From the Archives: Stuber is an action comedy with too little of either

From the Archives: Stuber is an action comedy with too little of either

In the interest of getting “hard” copies of my work under one roof, I plan to spend the next few weeks posting the entire archive of my film journalism here on ScullyVision. With due respect to the many publications I’ve written for, the internet remains quite temporary, and I’d hate to see any of my work disappear for digital reasons. As such, this gargantuan project must begin! I don’t want to do it. I hate doing it. But it needs to be done. Please note that my opinions, like everyone’s, have changed a LOT since I started, so many of these reviews will only represent a snapshot in time. Objectivity has absolutely no place in film criticism, at least not how I do it. 

Without further ado, I present to you: FROM THE ARCHIVES.

Originally posted on Cinema76.

If you’re going to bill your movie as an “action comedy” and then open your movie with an extended action sequence, it is imperative that the action direction in your movie not suck entirely. An unspoken rule in action filmmaking is that if you’ve got Iko Uwais on your payroll to do martial arts, it is your duty to make his work visible rather than shooting it with a GoPro strapped to a vibrator. Such is the painful truth one immediately must make peace with if they plan to enjoy Stuber, the latest attempt at a buddy comedy which also serves as an extended commercial (and how-to manual) for the semi-titular ride-sharing service.

Stuber places mild-mannered Uber driver Stu (Kumail Nanjiani) into the path of angry police officer Vic (Dave Bautista). Vic’s partner was killed a few months back during the terrible opening action sequence, and ever since then he’s been a real mess about it. He wants vengeance, but his quest hasn’t been even remotely successful. Worse than that, his obsession with the case has alienated his daughter. Today, just after getting laser eye surgery, Vic randomly receives a lead. Since he’s effectively blind for the next day or so, he can only chase down this promising lead by calling an Uber to drive him around. His Uber driver, as you know, is Stu.

Stu’s colleagues refer to him as “Stuber” because his name is Stu and he drives an Uber.

Stu + Uber = Stuber

That’s one of the funnier things in this movie, and it isn’t funny.

You can pretty much put together the rest. Stu is what boring people would call a beta male, while Vic is pure alpha. This, of course, leads to a personality clash between the two men. Vic needs to stop being so aggressive and learn to feel other emotions besides anger. Stu needs to stop being such a pushover and “man up” so to speak. Most of the humor is derived from the fact that Vic doesn’t really say much while Stu can’t help but run his mouth at all times. It’s clear that this movie is one of those post-Apatow comedies where the filmmakers let the lead performers riff for a while and then cut together the best parts and call it a movie. While Apatow’s films are often quite funny, imitators like this one often assemble their stories at the expense of comedic rhythm. The reason improv comedy works is timing, not material. By assembling portions of extended riffs, you get material with no timing. And since it was created in an improv space, the material isn’t very strong on its own.

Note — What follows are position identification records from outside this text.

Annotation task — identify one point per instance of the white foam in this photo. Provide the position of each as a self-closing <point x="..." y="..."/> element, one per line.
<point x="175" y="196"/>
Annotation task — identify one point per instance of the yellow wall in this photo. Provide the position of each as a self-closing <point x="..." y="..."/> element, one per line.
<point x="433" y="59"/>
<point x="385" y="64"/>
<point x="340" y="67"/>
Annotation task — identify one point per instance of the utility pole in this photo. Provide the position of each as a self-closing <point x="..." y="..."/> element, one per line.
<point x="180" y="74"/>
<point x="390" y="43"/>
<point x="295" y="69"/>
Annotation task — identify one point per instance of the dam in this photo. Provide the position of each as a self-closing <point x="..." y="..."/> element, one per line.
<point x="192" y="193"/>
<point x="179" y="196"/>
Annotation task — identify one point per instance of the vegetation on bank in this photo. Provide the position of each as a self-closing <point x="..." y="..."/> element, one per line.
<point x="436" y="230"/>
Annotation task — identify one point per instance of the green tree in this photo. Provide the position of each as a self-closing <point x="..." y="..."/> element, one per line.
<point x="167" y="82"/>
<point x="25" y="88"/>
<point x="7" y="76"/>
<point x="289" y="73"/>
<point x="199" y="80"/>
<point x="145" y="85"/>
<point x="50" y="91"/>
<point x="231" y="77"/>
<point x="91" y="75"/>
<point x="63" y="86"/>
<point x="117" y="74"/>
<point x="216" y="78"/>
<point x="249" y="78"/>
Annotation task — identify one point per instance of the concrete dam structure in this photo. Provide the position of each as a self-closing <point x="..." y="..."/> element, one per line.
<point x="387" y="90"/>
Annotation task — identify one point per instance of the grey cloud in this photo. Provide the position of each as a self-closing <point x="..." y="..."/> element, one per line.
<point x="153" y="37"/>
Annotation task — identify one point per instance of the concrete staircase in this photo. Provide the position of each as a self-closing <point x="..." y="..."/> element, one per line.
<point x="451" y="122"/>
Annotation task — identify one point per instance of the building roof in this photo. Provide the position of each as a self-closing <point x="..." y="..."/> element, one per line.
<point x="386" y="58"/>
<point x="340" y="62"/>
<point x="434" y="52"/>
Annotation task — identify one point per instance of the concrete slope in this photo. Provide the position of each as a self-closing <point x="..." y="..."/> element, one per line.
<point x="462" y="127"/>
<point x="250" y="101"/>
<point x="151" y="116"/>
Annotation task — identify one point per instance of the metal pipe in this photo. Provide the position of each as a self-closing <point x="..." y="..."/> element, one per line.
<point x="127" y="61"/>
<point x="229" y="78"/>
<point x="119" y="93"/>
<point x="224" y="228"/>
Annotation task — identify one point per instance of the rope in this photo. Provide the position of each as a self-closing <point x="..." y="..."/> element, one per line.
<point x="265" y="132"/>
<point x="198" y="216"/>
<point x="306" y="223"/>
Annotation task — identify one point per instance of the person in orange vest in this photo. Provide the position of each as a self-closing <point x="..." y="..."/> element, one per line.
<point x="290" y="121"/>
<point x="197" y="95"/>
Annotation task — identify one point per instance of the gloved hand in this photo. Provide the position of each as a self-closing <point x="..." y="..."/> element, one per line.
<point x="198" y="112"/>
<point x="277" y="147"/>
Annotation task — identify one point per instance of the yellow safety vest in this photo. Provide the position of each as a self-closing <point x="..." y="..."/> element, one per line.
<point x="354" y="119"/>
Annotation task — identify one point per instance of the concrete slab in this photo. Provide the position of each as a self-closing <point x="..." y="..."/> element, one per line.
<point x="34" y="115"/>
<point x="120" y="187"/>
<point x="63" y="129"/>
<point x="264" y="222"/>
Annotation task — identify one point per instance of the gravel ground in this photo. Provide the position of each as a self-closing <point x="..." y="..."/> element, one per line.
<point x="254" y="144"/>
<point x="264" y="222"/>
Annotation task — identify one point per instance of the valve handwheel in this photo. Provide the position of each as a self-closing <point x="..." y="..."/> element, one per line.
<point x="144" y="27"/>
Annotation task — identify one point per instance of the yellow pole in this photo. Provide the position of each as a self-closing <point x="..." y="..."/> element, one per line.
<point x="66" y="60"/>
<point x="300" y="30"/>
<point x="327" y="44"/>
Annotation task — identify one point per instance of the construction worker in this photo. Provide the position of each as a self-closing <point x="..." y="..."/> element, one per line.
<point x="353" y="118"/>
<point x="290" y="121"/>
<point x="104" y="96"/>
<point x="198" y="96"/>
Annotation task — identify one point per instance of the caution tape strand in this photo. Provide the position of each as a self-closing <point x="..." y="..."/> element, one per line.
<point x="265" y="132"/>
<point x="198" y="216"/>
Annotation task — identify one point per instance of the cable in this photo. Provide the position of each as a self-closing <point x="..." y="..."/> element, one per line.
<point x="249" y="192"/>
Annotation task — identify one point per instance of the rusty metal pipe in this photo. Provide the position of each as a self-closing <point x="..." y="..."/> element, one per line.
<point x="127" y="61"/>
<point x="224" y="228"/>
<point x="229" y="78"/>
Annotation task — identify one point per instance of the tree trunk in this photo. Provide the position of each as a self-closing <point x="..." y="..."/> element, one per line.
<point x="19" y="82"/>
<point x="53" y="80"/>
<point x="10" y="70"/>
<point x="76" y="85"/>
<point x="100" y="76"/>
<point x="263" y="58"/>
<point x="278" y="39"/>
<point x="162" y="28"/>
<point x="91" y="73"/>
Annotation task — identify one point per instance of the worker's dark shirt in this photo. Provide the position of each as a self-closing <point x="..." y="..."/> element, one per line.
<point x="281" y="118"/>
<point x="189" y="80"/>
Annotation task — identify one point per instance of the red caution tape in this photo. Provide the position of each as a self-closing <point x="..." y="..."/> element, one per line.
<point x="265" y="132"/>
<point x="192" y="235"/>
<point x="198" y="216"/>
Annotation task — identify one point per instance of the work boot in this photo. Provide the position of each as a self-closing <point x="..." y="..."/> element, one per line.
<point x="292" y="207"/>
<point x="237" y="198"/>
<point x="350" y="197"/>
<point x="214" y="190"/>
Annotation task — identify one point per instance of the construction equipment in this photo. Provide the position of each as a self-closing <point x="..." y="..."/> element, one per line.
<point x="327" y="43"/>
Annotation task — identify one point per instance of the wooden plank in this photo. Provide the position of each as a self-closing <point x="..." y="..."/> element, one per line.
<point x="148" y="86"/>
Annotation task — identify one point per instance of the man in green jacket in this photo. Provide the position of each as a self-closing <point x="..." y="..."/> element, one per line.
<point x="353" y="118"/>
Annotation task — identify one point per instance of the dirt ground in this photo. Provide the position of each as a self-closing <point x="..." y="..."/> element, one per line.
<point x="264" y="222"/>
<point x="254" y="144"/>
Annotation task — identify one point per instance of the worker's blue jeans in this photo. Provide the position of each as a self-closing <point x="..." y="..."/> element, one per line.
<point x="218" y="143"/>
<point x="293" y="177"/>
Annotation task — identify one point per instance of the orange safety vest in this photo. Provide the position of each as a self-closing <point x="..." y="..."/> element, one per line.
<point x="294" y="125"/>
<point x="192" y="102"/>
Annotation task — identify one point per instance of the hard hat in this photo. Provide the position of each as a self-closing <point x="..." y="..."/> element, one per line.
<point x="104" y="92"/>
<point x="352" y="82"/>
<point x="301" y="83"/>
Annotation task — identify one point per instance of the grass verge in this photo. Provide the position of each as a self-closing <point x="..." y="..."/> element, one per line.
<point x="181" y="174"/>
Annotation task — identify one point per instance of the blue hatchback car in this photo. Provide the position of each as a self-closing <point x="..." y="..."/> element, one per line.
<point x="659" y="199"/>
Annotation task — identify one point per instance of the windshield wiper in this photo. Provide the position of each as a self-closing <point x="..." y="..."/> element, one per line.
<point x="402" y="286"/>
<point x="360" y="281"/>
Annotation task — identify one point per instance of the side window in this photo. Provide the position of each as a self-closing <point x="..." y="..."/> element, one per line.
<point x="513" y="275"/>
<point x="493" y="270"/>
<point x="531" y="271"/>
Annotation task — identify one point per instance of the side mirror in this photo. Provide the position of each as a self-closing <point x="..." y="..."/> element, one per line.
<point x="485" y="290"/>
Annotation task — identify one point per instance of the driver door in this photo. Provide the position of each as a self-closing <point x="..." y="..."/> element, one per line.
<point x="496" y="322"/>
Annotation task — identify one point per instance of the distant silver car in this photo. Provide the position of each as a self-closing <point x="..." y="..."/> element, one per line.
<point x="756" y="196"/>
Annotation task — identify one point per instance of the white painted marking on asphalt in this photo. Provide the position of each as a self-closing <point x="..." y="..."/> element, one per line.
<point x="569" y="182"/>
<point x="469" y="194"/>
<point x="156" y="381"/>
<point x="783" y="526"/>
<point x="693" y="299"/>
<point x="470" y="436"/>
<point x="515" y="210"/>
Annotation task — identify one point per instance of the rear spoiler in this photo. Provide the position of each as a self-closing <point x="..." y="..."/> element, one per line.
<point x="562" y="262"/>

This also comes at the expense of character. Since we are seeing highlights of riffs, we are not getting any consistency of character. Stu is sometimes the most pathetic creature on the planet, unable to confront anyone…except when he totally can. And this is irrespective of his supposed arc. He’s like this at the outset all the way through to the end. Same goes for Vic. He’s stoic enough that the absence of character consistency doesn’t feel so egregious, but the lack of a discernible arc remains the same. He’s a big, brooding jerk at the beginning and a big, brooding jerk at the end. It’s a shame because both performers have proven themselves to be naturally funny and incredibly charismatic, but it doesn’t come through here. It’s a total mismatch of talent to material. You get the sense this script was originally written for The Rock and Kevin Hart, but they turned it down to make the other 400 projects they’re currently working on together.

Since I’m me, the fact that Vic’s recovery from laser eye surgery only leaves him blind when the script needs funnies really bugged me. He’s falling over himself blind in one moment, then shooting bad guys with pinpoint accuracy in another. If this movie had a better script, they could’ve milked this for soooo much good humor. But it doesn’t and they didn’t

To be fair, the numbers game dictates that a few chunks of dialogue earn a chuckle, but mostly this just served as a reminder not to hold Nanjiani or Bautista liable for this cinematic offense. Both of these performers are good enough that I’m going to see their work on name inclusion alone, and since I’m sure that’s the case for other potential viewers, don’t be fooled. Lowered expectations will help you enjoy this more than I did.

Stuber is now playing in Philly theaters.